A major update of iLife ‘11 has introduced a lot of great new ways to create and share photos, music, and movies. iPhoto ‘11 features more full-screen modes for photos, faces, and places, and some really nice Facebook integration. iMovie ‘11 introduces storyboards and People Finder to quickly create and edit videos. GarageBand ‘11 includes Flex Time and Groove Matching to intelligently synchronise rhythm across all tracks.s iLife ‘11 comes free with new Macs and is available as a €49 upgrade for existing users.
Mac OS X Lion sneak peek
Apple gives a sneak peek to some features of Mac OS X Lion, the predecessor to Mac OS X Snow Leopard, that will be released in Summer 2011. The new version of the OS will add more UI improvements that take advantage of the multi-touch capabilities of the Magic Mouse and trackpad.
Mac OS X Lion introduces a lot of features first developed for iOS. Within 90 days Steve Jobs has promised the launch of the Mac App Store.

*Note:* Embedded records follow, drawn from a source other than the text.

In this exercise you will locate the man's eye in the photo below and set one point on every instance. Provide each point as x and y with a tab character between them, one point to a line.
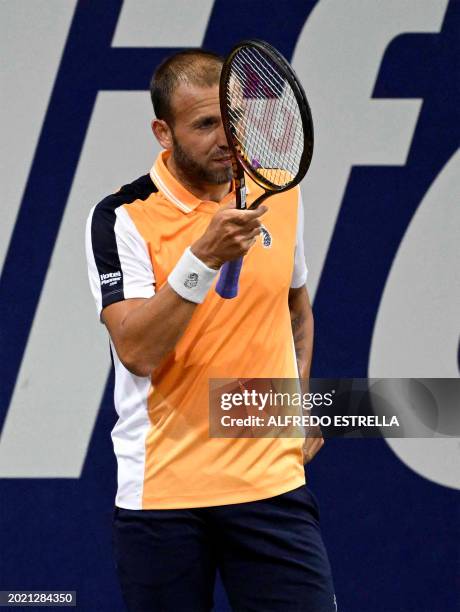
206	124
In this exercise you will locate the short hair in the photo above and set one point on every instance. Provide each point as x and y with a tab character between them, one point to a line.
194	66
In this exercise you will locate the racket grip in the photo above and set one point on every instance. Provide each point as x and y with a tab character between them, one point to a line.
227	285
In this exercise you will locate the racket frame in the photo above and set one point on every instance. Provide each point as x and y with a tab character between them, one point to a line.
305	114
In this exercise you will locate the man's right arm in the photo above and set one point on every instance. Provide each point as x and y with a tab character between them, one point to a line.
144	331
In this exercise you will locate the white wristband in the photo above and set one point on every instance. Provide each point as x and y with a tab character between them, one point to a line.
191	278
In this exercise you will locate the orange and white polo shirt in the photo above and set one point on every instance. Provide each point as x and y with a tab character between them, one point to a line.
165	456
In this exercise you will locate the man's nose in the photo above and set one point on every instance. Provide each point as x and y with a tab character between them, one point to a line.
221	137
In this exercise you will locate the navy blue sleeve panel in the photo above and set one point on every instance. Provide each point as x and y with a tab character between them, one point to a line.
109	239
105	250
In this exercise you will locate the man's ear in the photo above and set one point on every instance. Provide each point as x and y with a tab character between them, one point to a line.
162	133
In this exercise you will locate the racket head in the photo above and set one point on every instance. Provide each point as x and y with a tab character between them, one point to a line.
266	116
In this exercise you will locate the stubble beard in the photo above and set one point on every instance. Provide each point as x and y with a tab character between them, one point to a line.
194	171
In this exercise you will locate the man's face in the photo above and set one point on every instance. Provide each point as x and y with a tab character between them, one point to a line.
200	149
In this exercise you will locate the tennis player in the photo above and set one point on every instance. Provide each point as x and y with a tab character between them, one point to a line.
188	504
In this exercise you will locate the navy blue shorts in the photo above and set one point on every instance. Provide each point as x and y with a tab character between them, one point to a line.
270	555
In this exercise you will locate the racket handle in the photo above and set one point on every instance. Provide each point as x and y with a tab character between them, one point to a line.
227	285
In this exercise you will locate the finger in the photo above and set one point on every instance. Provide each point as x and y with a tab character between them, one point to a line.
257	212
249	243
243	217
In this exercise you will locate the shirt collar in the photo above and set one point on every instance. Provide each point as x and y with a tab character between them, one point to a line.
171	188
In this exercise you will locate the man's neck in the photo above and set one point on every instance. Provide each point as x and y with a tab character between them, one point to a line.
202	191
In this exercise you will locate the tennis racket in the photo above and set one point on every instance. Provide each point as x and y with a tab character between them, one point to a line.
269	129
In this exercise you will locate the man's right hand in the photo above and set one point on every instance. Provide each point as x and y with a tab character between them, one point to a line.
230	234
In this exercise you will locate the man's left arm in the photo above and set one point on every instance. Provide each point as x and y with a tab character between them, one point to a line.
302	333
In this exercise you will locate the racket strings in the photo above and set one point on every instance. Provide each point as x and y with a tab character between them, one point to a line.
265	117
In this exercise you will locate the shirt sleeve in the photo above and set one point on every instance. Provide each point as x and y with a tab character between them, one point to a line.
119	266
300	272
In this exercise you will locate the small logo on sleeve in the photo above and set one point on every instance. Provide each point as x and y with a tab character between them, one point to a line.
191	280
110	278
266	237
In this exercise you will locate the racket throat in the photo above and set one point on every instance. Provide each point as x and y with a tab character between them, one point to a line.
241	193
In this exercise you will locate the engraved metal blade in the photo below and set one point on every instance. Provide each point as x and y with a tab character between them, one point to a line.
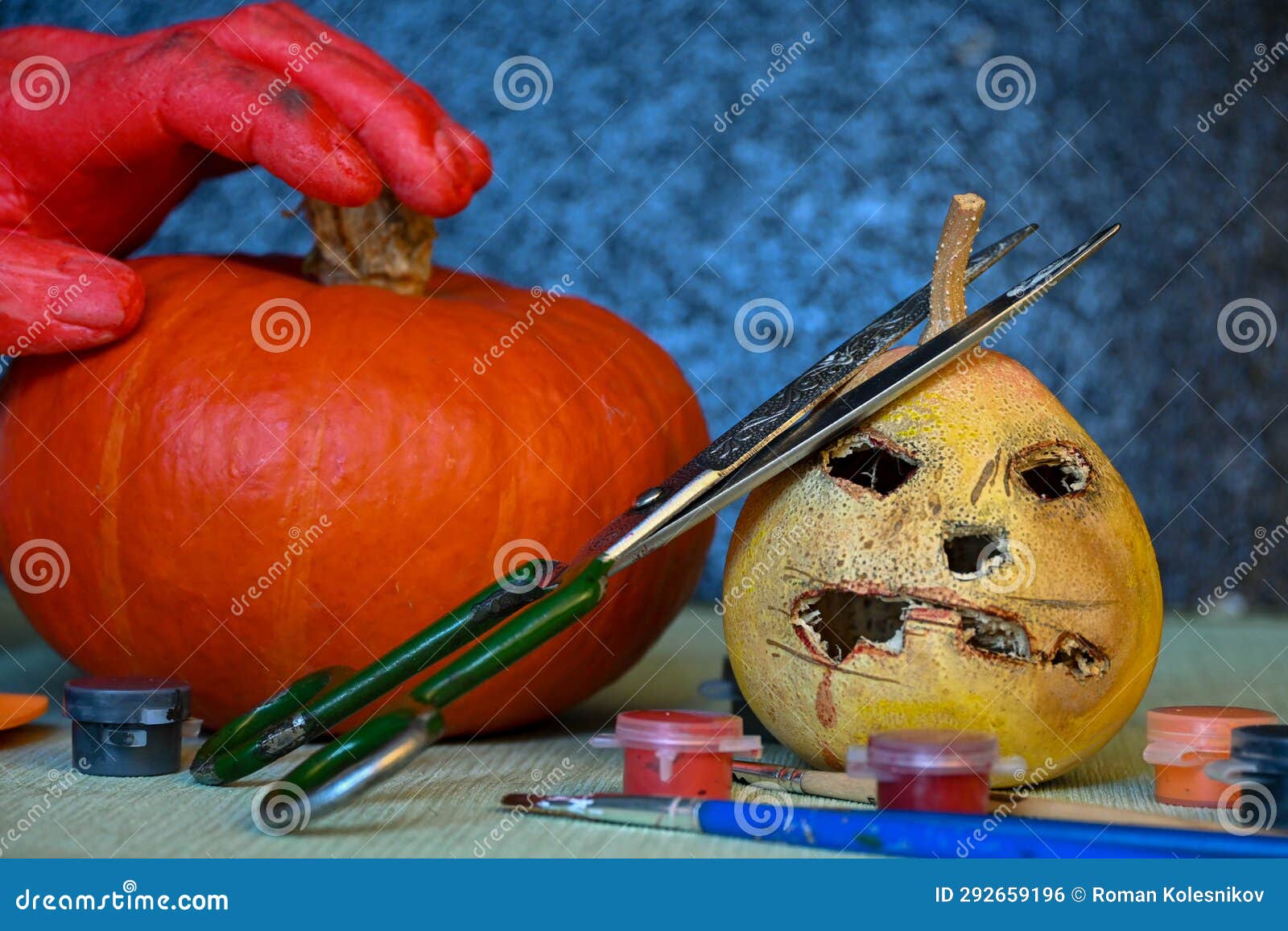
796	399
844	412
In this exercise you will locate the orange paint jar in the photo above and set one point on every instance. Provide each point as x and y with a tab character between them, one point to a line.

Like the App Store for iOS devices, users can search and download free and paid apps for Mac, with simplified one click installs.
The Launchpad feature gives an iPad style instant access to all your apps. Apps can be arranged by dragging and dropping, and can be grouped into folders.
Systemwide support for full-screen apps has been introduced making them more immersive. Simple trackpad motions bring apps to full-screen mode, and also switch between apps while in full-screen mode.
Mission Control provides an easy way to view everything that’s running on your Mac. it essentially combines Exposé, Spaces, Dashboard, and full-screen apps. Again multi-touch trackpad gestures bring up Mission Control.
FaceTime on a Mac
Apple have launched FaceTime for Mac, allowing users to video call other Macs and FaceTime-enabled iOS devices, like the iPhone 4 and iPod touch. The app is fairly basic in terms of features, but as a simple video-calling service it works very well. The beta download is available at Apple’s website now.